Havering Council is set to invest almost £60million over five years in buying properties to house homeless families.
The authority plans to provide its housing company Mercury Land Holdings with the money, through equity and loans, to buy 150 homes across the borough.
The average spend per property is around £395,000.
Cabinet members are being asked to approve the plans at a meeting tonight (October 20).
A council report said the move hopes to meet objectives it set in its homelessness and rough sleeping strategy, adopted last year, to reduce the number of households in temporary accommodation and its overall cost.
Under the plans, Mercury Land Holdings will buy homes from the open market and offer the council referral rights for households at risk of homelessness to occupy.
The report said: "This will enable Havering to gradually reduce its private sector lease stock where properties are of poorer quality and value for money is no longer achieved."
Mercury Land Holdings will offer 12-month tenancies and the council will offer support to the tenant for the first two years under the plans.
The authority's Find Your Own scheme gives people the chance to find a home in the private rented sector of their choice and the council offers financial support.
It yields more than 400 properties a year but the council admitted "it does not control the market in terms of rent or quality".
Rises in house prices have also reduced the number of affordable properties available to people receiving benefits, the authority added.
"There remains a sizable gap between average market rent levels for different bedroom sizes in the private sector and the level of rent that housing benefit will cover.
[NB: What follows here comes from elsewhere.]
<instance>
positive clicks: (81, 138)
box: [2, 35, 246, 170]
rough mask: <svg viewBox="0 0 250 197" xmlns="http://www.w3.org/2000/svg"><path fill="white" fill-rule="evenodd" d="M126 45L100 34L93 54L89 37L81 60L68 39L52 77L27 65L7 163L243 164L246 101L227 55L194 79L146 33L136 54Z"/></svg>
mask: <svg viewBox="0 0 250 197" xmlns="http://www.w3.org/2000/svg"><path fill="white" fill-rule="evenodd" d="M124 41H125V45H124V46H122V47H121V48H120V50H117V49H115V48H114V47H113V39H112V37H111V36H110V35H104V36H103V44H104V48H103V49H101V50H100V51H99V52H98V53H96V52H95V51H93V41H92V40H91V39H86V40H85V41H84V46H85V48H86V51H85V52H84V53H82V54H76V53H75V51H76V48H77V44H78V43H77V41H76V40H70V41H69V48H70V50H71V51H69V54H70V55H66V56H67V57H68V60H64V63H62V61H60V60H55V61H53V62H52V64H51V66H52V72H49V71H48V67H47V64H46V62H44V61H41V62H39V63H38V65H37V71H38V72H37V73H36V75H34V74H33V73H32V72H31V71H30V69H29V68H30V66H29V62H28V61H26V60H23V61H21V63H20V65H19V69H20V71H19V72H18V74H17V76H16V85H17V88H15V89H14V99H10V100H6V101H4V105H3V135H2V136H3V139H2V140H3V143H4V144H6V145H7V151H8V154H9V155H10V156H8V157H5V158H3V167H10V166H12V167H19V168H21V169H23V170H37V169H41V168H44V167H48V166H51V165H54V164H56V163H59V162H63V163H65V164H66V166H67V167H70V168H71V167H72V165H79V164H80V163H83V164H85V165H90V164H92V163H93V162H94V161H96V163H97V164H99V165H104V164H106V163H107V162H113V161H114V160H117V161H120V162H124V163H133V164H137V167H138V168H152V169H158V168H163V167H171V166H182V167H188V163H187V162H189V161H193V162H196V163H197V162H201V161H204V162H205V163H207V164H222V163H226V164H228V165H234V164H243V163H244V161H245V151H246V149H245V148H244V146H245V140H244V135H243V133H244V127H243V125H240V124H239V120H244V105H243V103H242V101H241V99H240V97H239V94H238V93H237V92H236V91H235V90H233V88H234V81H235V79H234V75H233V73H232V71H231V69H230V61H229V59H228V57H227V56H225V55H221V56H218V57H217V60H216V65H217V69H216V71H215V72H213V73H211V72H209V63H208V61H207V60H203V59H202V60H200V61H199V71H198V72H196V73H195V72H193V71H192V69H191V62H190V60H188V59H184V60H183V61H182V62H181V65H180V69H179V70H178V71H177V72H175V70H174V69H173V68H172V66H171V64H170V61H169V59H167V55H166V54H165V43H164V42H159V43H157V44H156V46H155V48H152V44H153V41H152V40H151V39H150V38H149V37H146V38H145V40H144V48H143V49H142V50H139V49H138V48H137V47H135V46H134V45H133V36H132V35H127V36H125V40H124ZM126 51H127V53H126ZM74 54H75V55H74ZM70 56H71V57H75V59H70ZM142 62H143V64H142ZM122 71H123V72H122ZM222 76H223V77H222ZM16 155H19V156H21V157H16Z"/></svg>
"We know that the inability to afford, or sustain, an assured short hold tenancy in the private rented sector is a key cause of homelessness."
The council saw a rise of more than 500 homelessness applications in 2020/21 (April to March) than 2019/20, an increase of about a quarter.
Private landlords are also "increasingly" ending leases with the council to get higher rents privately, the authority said.
According to the report, the Mercury Land Holdings properties will substitute the "poorer quality" private sector accommodation.
The plans would see 25 homes bought and delivered in the first year.
The report said the proposal is to sell the 150 properties on the open market after five years, though the council will retain the option to buy them.